Un movimiento leve en los dedos del hombre alerta a Unan. El se apresura a cogerle la mano y siente una presión minúscula sobre la suya. Los dedos largos y huesudos parecen querer aferrarse a la vida por primera vez. El muchacho se le acerca y grita su nombre, casi le implora.
Al esconderse tras las cumbres, el sol deja de acariciarle la piel.

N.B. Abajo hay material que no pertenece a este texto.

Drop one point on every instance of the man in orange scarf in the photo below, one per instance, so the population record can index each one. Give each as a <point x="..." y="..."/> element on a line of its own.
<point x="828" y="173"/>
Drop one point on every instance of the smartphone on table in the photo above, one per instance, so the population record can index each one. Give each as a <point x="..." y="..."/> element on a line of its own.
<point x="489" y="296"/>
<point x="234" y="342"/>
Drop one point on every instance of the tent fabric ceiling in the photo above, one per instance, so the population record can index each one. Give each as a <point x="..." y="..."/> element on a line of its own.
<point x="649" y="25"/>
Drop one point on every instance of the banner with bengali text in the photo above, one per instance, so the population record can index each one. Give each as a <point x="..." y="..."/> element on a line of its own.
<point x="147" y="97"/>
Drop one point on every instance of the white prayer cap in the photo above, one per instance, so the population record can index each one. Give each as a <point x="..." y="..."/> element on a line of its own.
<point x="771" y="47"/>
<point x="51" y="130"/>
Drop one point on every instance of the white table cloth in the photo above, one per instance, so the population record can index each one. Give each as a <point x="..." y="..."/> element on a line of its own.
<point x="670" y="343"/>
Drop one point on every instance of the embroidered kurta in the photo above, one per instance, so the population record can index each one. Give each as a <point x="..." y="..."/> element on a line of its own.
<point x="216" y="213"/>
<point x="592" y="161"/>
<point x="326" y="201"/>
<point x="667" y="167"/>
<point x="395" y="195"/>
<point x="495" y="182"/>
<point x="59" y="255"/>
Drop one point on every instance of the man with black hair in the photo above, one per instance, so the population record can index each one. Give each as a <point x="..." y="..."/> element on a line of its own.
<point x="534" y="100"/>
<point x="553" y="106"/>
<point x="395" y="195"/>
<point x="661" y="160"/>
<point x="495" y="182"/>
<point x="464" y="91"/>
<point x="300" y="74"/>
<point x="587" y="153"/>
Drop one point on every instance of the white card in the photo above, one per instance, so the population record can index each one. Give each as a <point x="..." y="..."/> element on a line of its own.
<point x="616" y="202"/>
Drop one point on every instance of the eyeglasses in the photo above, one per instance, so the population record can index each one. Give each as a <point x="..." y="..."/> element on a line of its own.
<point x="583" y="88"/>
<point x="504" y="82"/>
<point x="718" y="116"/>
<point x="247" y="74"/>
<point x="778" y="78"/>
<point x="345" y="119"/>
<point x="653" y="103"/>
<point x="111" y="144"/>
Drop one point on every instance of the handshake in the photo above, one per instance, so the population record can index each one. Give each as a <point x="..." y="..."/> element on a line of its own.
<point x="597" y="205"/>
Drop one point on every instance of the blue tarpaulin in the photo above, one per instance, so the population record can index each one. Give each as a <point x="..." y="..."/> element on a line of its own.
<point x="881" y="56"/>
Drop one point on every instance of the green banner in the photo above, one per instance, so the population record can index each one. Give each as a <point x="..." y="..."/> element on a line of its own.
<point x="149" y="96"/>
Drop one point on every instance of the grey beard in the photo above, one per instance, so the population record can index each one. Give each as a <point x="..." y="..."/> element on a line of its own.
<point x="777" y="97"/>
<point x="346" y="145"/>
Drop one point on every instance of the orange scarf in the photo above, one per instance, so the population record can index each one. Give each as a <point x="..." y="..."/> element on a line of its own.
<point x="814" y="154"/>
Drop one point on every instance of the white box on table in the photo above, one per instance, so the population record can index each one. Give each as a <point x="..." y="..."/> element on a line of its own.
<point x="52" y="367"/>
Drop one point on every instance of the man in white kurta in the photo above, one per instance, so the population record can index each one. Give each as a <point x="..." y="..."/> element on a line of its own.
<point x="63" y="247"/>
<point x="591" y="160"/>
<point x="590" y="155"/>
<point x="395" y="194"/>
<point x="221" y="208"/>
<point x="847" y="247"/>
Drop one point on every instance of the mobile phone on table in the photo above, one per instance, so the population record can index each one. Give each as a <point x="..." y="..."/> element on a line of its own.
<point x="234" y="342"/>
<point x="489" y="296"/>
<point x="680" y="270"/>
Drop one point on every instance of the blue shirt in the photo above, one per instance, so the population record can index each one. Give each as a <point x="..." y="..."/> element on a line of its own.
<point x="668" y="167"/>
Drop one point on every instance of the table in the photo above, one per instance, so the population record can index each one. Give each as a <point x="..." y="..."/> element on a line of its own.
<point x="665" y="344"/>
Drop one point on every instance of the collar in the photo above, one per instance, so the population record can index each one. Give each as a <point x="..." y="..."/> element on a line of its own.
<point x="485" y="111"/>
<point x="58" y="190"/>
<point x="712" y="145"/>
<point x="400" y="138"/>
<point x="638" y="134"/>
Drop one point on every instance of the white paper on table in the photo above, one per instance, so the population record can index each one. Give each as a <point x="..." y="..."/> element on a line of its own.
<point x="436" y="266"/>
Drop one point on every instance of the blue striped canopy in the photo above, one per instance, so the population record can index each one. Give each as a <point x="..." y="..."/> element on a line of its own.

El hombre parece buscar el rostro del muchacho. Úrian siente cómo su mirada, huérfana de ojos y de luz, le busca, tal como haría el pájaro con sus alas rotas, entre rosas y espinas. Abre la boca, pero ya no le queda voz. Unos instantes después, expira.
El joven tejedor no llora desconsoladamente, como habría hecho unos meses antes. No se deja llevar por el pánico o la impotencia, ni sale al pasillo pidiendo auxilio a gritos. Se limita a tragarse parte de su dolor y deja fluir el resto con mansedumbre en un luto íntimo que se desliza, en silencio, rodando en sus mejillas.